Manuela Iatì pone le "domande mai poste": "quante altre cose, gravi come questa, sono state scientemente silenziate?"

A inizio epidemia, e stiamo parlando di due anni fa, avevo i dati davanti e c’era il 3% della popolazione infetta. È successo che mi è stato detto di non dirlo e mantenere un profilo basso e non allarmare. È una cosa di cui mi sono estremamente pentito, quindi ora le cose che penso le dico“: a ricordare quanto affermava il 30 novembre 2021 il microbiologo Andrea Crisanti, ospite di Serena Bortone a “Oggi è un altro giorno” su Rai 1, è Manuela Iatì sulla pagine di La Verità.

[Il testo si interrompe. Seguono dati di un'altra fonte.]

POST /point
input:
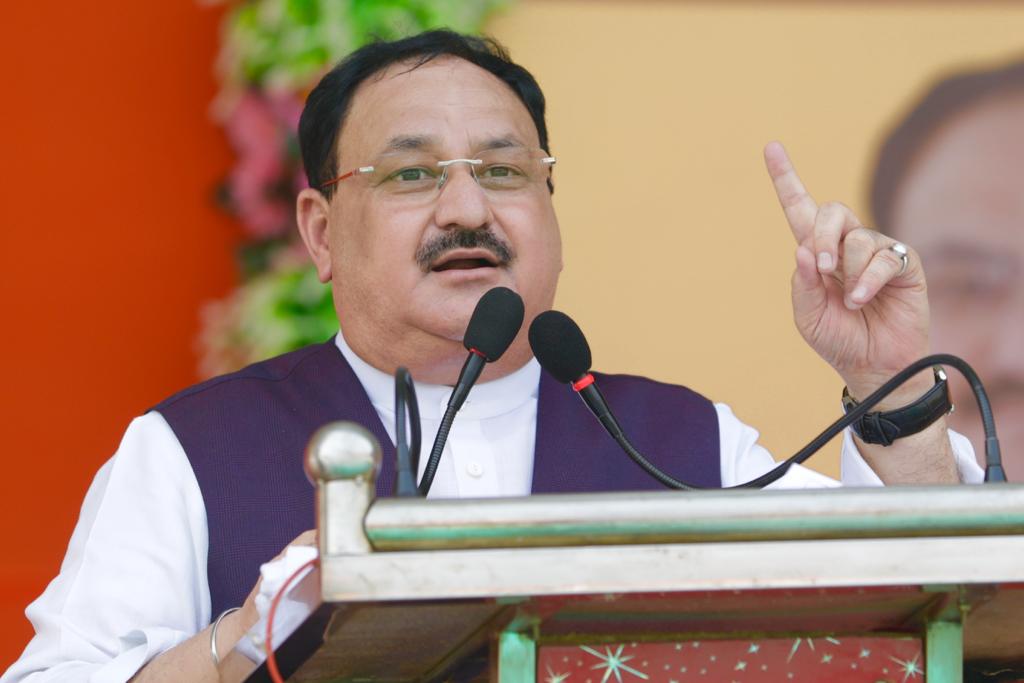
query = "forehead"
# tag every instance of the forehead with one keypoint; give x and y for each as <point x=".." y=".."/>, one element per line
<point x="450" y="100"/>
<point x="968" y="183"/>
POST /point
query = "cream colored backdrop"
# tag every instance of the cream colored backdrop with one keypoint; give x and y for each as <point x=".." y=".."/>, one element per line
<point x="678" y="258"/>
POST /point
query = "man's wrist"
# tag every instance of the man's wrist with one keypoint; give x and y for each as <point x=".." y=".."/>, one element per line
<point x="861" y="386"/>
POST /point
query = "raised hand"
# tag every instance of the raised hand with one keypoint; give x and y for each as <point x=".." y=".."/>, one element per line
<point x="853" y="300"/>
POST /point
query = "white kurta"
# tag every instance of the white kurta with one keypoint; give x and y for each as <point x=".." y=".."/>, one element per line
<point x="133" y="582"/>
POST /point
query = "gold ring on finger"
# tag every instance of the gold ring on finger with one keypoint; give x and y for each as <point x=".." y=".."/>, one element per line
<point x="904" y="259"/>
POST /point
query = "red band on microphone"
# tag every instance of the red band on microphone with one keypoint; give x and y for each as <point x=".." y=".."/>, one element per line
<point x="583" y="382"/>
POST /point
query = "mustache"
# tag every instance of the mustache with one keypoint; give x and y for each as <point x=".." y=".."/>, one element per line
<point x="463" y="239"/>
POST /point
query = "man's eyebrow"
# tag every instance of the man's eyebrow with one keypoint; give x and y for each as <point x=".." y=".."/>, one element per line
<point x="420" y="142"/>
<point x="502" y="142"/>
<point x="409" y="142"/>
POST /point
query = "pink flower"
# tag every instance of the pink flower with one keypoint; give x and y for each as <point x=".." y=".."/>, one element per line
<point x="262" y="184"/>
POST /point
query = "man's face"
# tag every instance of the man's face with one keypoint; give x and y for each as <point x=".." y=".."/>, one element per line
<point x="393" y="279"/>
<point x="962" y="207"/>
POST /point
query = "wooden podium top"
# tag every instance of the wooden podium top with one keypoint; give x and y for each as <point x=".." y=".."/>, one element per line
<point x="409" y="586"/>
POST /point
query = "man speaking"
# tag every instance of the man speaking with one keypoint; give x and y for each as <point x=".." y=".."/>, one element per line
<point x="430" y="180"/>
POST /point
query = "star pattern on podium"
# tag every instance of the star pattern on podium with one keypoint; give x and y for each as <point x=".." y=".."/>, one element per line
<point x="552" y="677"/>
<point x="909" y="668"/>
<point x="854" y="659"/>
<point x="613" y="664"/>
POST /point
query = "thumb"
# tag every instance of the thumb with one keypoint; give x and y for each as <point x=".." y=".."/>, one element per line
<point x="809" y="294"/>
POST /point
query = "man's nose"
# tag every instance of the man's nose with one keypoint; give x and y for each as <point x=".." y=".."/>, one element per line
<point x="462" y="203"/>
<point x="1007" y="348"/>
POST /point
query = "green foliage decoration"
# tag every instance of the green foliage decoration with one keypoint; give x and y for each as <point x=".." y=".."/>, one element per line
<point x="272" y="52"/>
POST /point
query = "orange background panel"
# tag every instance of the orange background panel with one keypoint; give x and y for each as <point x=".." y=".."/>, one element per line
<point x="111" y="243"/>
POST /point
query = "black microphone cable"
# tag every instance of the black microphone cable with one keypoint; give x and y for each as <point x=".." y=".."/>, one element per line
<point x="495" y="324"/>
<point x="561" y="349"/>
<point x="408" y="456"/>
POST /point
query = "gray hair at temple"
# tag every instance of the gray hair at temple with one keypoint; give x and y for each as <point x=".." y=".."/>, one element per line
<point x="947" y="98"/>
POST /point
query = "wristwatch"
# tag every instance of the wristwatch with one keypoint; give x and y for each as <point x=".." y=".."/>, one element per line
<point x="886" y="427"/>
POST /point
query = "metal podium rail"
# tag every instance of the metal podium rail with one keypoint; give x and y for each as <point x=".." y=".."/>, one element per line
<point x="412" y="590"/>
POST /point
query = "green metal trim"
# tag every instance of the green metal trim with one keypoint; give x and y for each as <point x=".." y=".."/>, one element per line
<point x="709" y="516"/>
<point x="516" y="657"/>
<point x="944" y="652"/>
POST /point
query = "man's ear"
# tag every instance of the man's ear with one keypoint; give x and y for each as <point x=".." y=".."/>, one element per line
<point x="311" y="215"/>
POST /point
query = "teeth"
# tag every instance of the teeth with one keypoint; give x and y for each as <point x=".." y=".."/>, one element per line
<point x="464" y="264"/>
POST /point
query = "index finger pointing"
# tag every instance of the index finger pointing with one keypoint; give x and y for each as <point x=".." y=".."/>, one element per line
<point x="799" y="206"/>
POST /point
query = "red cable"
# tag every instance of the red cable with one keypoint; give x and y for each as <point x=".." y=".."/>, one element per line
<point x="271" y="660"/>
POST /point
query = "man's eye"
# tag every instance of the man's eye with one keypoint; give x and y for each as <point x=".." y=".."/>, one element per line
<point x="502" y="171"/>
<point x="412" y="174"/>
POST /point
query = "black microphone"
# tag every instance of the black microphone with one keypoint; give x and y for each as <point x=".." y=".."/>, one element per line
<point x="494" y="325"/>
<point x="562" y="350"/>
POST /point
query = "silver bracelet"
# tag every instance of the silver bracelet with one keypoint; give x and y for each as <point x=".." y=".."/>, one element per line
<point x="213" y="635"/>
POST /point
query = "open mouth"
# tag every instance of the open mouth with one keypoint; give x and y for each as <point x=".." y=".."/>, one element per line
<point x="465" y="260"/>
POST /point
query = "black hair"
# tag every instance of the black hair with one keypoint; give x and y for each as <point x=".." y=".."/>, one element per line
<point x="328" y="104"/>
<point x="943" y="101"/>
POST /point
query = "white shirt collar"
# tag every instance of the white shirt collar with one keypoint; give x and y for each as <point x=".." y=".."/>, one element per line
<point x="487" y="399"/>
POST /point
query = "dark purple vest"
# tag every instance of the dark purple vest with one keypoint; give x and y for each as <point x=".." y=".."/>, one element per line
<point x="245" y="435"/>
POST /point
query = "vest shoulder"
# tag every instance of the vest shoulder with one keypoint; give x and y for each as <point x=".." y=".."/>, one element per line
<point x="637" y="385"/>
<point x="270" y="371"/>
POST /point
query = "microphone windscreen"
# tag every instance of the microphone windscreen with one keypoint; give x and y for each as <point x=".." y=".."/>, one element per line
<point x="559" y="346"/>
<point x="495" y="323"/>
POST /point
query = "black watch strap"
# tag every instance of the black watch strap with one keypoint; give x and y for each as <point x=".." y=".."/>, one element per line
<point x="884" y="428"/>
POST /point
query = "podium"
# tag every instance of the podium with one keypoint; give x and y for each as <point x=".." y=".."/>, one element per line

In quel momento, ricorda la giornalista, “nessuno si rende conto del la portata esplosiva di quanto appena detto, riassunta in un numero: 1 milione e 800.000 persone. È a questa cifra, infatti, che corrisponde quel 3% di italiani che, a dire di Crisanti, nelle primissime fasi della pandemia erano contagiati, quindi potenzialmente contagiosi. Le autorità, dichiara il prof, lo sapevano. Eppure i dati ufficiali erano ben diversi, parlavano di poche migliaia di casi in tutta Italia. Conoscere questi numeri avrebbe cambiato qualcosa? Crisanti dice che qualcuno gli ha imposto il silenzio, per non allarmare. E che la cosa sia grave è lui stesso a farlo capire, nel dirsi ‘pentito’ di non aver parlato“.

Manuela Iatì evidenzia a questo punto che “all’idea di Giorgia Meloni di istituire una commissione d’inchiesta Covid“, Crisanti ha risposto che “serve attendere l’esito delle indagini dei magistrati di Bergamo. Di cui proprio lui è stato consulente“.

Ora, dato che Crisanti è candidato col Pd come capolista in Europa, chiarire quanto accaduto diventa doveroso, e Manuela Iatì coglie l’occasione per porre “le domande mai poste: nove mesi fa lei ha ammesso di aver occultato dati rilevanti sulla pandemia, su richiesta di qualcuno. È per caso lo stesso qualcuno che lei potrebbe inguaiare con la perizia a Bergamo? Sono gli stessi che l’hanno messa in lista? E quante altre cose, gravi come questa, sono state scientemente silenziate? Non dovrebbe dirlo ora che ambisce a diventare onorevole?